París. A través de las ventanas atisbamos el interior de un exclusivo club, cuya naturaleza licenciosa deducimos sumando lo que ocurre en cada una de sus habitaciones;  en uno de sus discretos salones, envuelto en el inevitable equívoco inicial, se producirá el encuentro que dará lugar a un fugaz romance de una noche: ella es una Marlene Dietrich deslumbrante dentro de ese arquetipo de sí misma que la convirtió en leyenda: sofisticada, enigmática, de oscuro pasado, distante, inalcanzable, extrañamente triste (“Tu nombre empieza como una caricia y acaba como un latigazo”, dijo de ella Jean Cocteau). Él, Melvyn Douglas, es un americano que sólo pretendía pasar una velada en agradable compañía femenina y acaba enamorado de una mujer cuyo nombre no conoce y a la que llama Ángel  Londres, unos días después. Un caballero inglés regresa a su mansión después de realizar un importante viaje diplomático y encuentra a esa misma mujer impecablemente dormida en su cama, la misma mujer que aparece junto a él en una fotografía que hay sobre la cómoda.
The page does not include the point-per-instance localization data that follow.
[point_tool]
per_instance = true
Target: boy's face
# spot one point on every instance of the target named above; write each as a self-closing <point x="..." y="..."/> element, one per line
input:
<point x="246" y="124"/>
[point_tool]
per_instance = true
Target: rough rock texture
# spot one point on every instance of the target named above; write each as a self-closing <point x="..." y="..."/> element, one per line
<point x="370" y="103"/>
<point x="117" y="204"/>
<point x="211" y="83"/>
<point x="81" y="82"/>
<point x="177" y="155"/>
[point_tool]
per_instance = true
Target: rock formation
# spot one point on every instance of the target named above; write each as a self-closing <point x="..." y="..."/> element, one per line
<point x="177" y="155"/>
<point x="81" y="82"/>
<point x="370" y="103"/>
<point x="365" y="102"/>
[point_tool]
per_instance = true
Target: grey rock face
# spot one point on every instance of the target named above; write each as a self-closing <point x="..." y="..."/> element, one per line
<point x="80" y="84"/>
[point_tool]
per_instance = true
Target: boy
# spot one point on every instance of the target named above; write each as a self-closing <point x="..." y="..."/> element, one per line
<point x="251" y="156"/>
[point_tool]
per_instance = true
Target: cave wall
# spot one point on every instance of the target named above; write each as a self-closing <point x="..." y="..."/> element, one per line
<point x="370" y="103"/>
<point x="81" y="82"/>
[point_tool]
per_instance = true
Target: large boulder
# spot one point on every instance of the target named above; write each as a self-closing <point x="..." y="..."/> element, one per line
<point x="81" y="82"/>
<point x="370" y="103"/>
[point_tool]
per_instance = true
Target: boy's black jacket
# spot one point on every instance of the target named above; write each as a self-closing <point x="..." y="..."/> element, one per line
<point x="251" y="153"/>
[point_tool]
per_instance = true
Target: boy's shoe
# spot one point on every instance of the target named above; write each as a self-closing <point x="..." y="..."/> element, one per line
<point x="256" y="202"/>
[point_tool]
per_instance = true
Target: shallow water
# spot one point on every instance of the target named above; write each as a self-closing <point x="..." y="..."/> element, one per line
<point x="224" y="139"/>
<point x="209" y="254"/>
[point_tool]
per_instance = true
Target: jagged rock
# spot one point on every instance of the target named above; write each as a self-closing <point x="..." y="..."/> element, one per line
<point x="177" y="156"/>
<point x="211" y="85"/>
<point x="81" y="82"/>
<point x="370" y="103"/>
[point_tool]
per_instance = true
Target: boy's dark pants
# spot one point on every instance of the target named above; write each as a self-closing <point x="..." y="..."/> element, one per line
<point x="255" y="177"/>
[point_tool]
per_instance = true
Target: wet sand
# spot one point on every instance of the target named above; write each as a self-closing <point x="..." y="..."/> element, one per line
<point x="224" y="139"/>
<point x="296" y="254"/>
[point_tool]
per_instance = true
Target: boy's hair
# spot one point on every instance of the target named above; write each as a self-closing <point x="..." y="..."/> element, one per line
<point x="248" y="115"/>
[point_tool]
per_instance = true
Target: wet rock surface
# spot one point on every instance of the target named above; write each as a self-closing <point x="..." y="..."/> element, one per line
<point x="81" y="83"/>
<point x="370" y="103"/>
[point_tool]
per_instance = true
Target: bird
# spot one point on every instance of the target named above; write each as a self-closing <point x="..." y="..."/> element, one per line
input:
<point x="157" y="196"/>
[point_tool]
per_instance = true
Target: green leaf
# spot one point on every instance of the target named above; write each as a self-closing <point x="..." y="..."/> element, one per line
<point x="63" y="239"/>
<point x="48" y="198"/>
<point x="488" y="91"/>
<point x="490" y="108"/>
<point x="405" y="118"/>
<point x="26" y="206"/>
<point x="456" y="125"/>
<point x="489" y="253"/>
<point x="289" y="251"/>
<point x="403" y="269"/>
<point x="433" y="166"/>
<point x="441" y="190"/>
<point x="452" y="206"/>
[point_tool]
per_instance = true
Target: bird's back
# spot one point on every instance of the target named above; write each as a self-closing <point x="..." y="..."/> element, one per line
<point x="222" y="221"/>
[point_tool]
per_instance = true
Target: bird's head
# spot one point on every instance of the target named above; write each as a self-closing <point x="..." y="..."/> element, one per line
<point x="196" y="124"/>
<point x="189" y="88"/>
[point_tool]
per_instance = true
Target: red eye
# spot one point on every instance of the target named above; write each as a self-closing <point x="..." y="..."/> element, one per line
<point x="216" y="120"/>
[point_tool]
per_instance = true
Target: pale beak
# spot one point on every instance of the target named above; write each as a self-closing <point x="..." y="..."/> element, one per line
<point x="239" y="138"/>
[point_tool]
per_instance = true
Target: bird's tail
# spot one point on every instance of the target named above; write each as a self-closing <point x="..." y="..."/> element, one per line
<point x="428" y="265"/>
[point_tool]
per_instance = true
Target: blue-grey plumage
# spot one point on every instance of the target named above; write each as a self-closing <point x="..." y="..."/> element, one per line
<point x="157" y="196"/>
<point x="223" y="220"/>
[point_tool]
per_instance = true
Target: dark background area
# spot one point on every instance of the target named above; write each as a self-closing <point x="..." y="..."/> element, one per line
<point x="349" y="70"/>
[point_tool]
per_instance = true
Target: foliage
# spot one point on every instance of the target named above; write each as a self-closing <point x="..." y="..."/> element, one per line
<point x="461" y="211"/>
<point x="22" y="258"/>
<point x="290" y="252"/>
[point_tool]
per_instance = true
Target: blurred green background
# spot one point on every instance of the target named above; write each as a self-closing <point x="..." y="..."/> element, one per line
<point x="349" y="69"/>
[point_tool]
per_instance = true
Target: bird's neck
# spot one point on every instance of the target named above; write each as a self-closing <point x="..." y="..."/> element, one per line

Los momentos más importantes de Ángel suceden fuera de cámara; no es que se nos oculten, es que son contados de manera indirecta, a través del rostro de una violetera, o de un cenicero lleno de colillas entre las sábanas de una cama, o del reverso de un portarretratos, o de los platos de la cena que el servicio va retirando, o del auricular de un teléfono dejado sobre un aparador. Más que la elegancia de los personajes o de los interiores en que se desarrolla la historia, que es mucha, seduce la extrema elegancia de la puesta en escena, ese suave avanzar sin un solo instante de transición, como si una escena no diera paso a otra sino que la engendrara, o como si fluyera mansamente a través de las innumerables puertas que se abren y se cierran, constantemente, sin la comicidad apremiante de un vodevil: lentamente los personajes entran y salen, proponen y abandonan, se exponen y se protegen. La economía de gestos y movimientos de que hacen gala los personajes encuentra justa correspondencia en un ritmo suave, apenas subrayado por otra música que la que juega un papel fundamental en la trama, improvisada por un violinista y nunca olvidada por los fugaces amantes. Todo está, en fin, a una altura artística tan elevada, que uno sale de ella, sobre todo la primera vez, con la conciencia de estar gozosamente cautivo en sus imágenes y en sus voces. No sé explicarlo de otro modo.